4m homes within eight years, government says

Solar Roof Panels in UK
Solar energy panels on the tiled roof of a terraced house. Photograph: Andy Hibbert/Corbis

Nearly 4m homes across the UK will be powered by the sun within eight years, the government said on Thursday, in a dramatic increase of ambition for the fledgling solar power industry.

But the estimate comes on the back of a cut in the subsidies available for solar energy generation, to take effect from April, which will greatly reduce the amount of money households with solar panels will receive. Ministers said the cut was needed because the costs of solar panels have plummeted in recent months, and the new rules follow an unsuccessful attempt to impose cuts last year that was judged unlawful in the courts.

Households fitting solar panels will receive 21p for every kilowatt/hour of energy they generate. This is down from 43p originally. Greg Barker, energy minister, pointed to new research that showed the cost of solar panels had dropped by 45% since 2009, far faster than had been predicted.

He said: “This is a scheme for the many, and not the few.”

The government also announced extra money for the feed-in tariffs, which could amount to £2.2bn by 2015. The money has been taken from unspent funds earmarked for the subsidies to other forms of renewable energy, particularly wind. Although renewable energy subsidies are not paid by the government – they come out of a levy on energy bills – the Treasury has set strict limits on how much can be spent on them.

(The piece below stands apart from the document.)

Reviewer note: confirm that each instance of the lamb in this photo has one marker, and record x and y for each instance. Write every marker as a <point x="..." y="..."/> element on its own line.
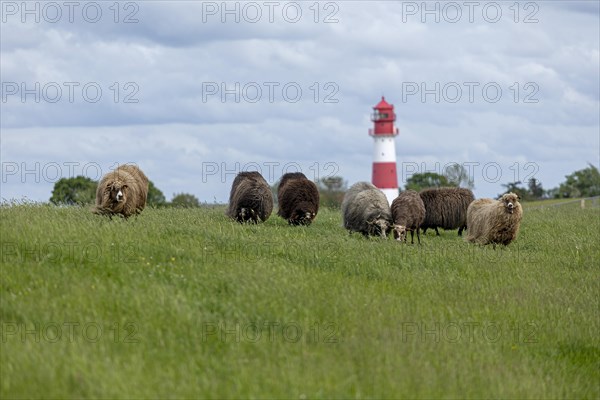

Howard Johns, a solar industry spokesman, said: “The government’s initial cut to the tariff was brutal, and this further cut will be utterly devastating for the UK solar sector. The hard facts are that a cut on this scale will leave the solar industry dead in a ditch, destroying tens of thousands of jobs and cutting off a green, hi-tech British industry just as it starts to flourish. In their rhetoric, ministers claim to want a renewable future, but they are destroying the very businesses that can make that future happen. This whole proposal has been rushed and chaotic, and while ministers try to force it through arbitrarily, hard-working people are losing their livelihoods. What was a real British success story is on the verge of being consigned to the dustbin.”